All of Classical Carpet's
patterns are inspired by what are called by scholars and
collectors the "classical" Anatolian carpets, those carpets
dating from the 13th through the 17th centuries, produced in the
area known today as Turkey, in both court and commercial
workshops, for domestic use as well as for export, that were
made in such quantities, obviously in response to a great
demand, that they developed into “types”, that are clearly
distinguished, and recognized, so to a great extent, even though
these are anonymous craft artifacts, we can trace the actual
genesis of the individual designs over time, as well as their
relationship to each other.
Like classical music, or
classical architecture, these designs are held up as emblematic,
as amongst the highest manifestation of this craft, one that has
rarely been equaled.
An esopecially noteworthy
aspect of these designs is that they are a central part of a fantastic
global, cross cultural exchange, as when these rugs were first
discovered in the West, brought back to Europe by the Venetian
and Portuguese traders, they were documented by some of the
great Renaissance painters, including in Italy by Lotto, Ghirlandaio, Bellini, Crivelli and Tintoretto, and in Northern
Europe by Holbein, Memling, Vermeer, and many others.

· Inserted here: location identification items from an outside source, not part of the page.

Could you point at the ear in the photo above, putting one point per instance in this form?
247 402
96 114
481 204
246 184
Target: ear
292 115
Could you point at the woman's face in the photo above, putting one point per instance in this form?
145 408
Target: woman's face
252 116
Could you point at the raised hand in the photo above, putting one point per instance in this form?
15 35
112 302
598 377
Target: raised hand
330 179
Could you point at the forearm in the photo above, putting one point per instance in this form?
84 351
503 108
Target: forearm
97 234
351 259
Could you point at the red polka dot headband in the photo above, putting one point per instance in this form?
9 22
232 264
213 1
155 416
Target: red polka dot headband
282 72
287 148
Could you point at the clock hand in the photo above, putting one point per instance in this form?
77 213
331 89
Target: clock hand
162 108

One of
the critical ways we have of tracing the history and development
of these patterns is through their depiction in these
old master paintings.
A significant thing about this
cultural exchange is that is not just across political and
ethnic lines, but across religions as well. These particular
carpets served as venerated objects used by several of the
world’s great spiritual traditions, all with an important role
in their creation and dissemination.